The recent Canning et al. publication on growth mindset and racial achievement gaps is such a paper.
The authors examine the relationship between instructor beliefs about the malleability of intelligence and the achievement gap between underrepresented (URM) and non-URM students. After controlling for many factors, they find this gap is smaller if the instructor believes intelligence to be changeable, i.e. has a growth mindset. This is an intuitively reasonable result. Unfortunately, the paper gives us no reasons beyond intuitive reasonableness to believe it.
Here are the main problems with the paper.
- Is there a there there? According to Canning et al., instructors who scored one standard deviation above the mean on a measure of growth mindset had a URM-nonURM achievement gap of 0.1 grade points. Those who scored one SD below the mean had an achievement gap of 0.19 grade points. So increasing instructor growth mindset by two standard deviations decreases the achievement gap by all of 0.09 grade points. The paper summarizes this result by saying, "the racial achievement gap was nearly twice as large in courses taught
by college professors who endorsed fixed (versus growth) mindset beliefs
about students’ ability." That sounds more impressive than a change of 0.09 grade points.
For anyone teaching introductory statistics, this is an excellent illustration of the difference between statistical and practical significance, as well as relative and absolute change.
- No data is shown. At first glance, Fig. 1 in Canning et al. looks like a typical dynamite plunger plot showing the mean and some sort of error bar. This is a poor way to present data because it completely hides the distribution and can make totally different datasets look the same. A histogram or at least a box plot would be much more informative.
But it gets worse. A closer look at the caption of Fig. 1 reveals that it doesn't show any data at all. Rather, it displays predicted values from a complex statistical model incorporating numerous student-, instructor- and course-level variables. In fact, no figure in the paper displays any actual data. Only the outputs of statistical models are shown. Even the results discussed previously are modeled, not actual results.
Now, statistically adjusting for potential confounders is often an appropriate and useful thing to do. I am not against the practice. However, a publication should start with the data itself and then discuss any necessary adjustments. Otherwise, readers are essentially asked to take authors' analyses on faith.

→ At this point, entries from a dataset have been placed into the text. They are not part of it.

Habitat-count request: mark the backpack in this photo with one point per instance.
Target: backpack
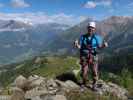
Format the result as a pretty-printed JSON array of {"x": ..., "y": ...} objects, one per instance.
[{"x": 88, "y": 46}]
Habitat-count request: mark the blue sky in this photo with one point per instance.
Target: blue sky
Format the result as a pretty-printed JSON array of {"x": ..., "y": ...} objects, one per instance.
[{"x": 69, "y": 11}]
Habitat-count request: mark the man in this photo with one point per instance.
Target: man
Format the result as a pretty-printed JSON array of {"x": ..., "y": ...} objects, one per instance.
[{"x": 88, "y": 45}]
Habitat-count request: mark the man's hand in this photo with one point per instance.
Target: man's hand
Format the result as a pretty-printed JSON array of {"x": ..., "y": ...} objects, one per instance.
[{"x": 76, "y": 44}]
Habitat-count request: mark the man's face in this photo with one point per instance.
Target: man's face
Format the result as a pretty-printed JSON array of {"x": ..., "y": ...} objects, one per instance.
[{"x": 91, "y": 30}]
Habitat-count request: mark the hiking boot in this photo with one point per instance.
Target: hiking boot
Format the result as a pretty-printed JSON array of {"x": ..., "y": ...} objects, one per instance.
[{"x": 94, "y": 87}]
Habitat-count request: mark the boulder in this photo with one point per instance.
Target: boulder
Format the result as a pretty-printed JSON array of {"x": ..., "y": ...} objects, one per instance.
[
  {"x": 18, "y": 94},
  {"x": 21, "y": 82}
]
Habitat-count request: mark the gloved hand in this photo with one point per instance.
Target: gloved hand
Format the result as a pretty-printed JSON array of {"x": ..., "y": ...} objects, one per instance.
[{"x": 76, "y": 44}]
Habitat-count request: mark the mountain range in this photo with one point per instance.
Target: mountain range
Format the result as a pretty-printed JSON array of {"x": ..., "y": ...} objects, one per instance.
[{"x": 20, "y": 40}]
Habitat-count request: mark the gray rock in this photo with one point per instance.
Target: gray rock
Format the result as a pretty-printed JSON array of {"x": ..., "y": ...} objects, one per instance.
[
  {"x": 21, "y": 82},
  {"x": 59, "y": 97}
]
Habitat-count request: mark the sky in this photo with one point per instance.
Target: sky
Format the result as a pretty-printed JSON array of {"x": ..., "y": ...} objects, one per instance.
[{"x": 63, "y": 11}]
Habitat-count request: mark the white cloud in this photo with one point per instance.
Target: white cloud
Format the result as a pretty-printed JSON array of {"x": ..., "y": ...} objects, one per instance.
[
  {"x": 93, "y": 4},
  {"x": 19, "y": 4},
  {"x": 41, "y": 17},
  {"x": 90, "y": 4}
]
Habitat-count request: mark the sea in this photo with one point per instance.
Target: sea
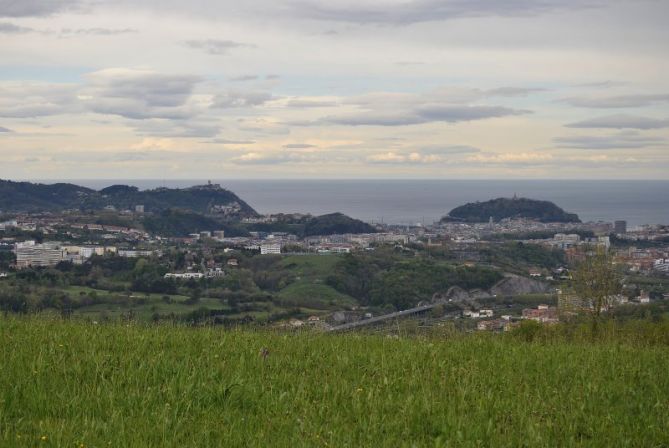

- More predictors are not better. Canning et al. predicted student grades using a statistical model that included the following variables:
- faculty mindset (the actual variable being studied)
- student gender
- student race/ethnicity
- student first-generation status
- student SAT scores
- course enrollment
- course level
- faculty gender
- faculty race/ethnicity
- faculty age
- faculty years of teaching experience
- faculty tenure status
All this matters because the use of correlated variables in a regression analysis, termed multicollinearity, can result in parameter estimates that are very sensitive to changes in the data or the choice of predictors. Essentially, the regression coefficients become uninterpretable. And since mindset is merely one of the 13 predictor variables in the model, its regression coefficient is just as affected as the others. Whether the predicted grade difference resulting from growth mindset is affected or not is not entirely clear. If predicted grades were obtained by simply plugging values into the model, they are not affected by multicollinearity. However, all results derived from model coefficients are affected.
None of the problems outlined here are unique to this study. There is a desperate need for better statistical analysis and data presentation in the education literature. We need to focus not on ever more sophisticated statistical techniques but on a solid understanding and use of the basics. Show the data. Use absolute change. Don't use techniques without understanding the assumptions behind them. These measures alone could prevent many promising but unreliable publications.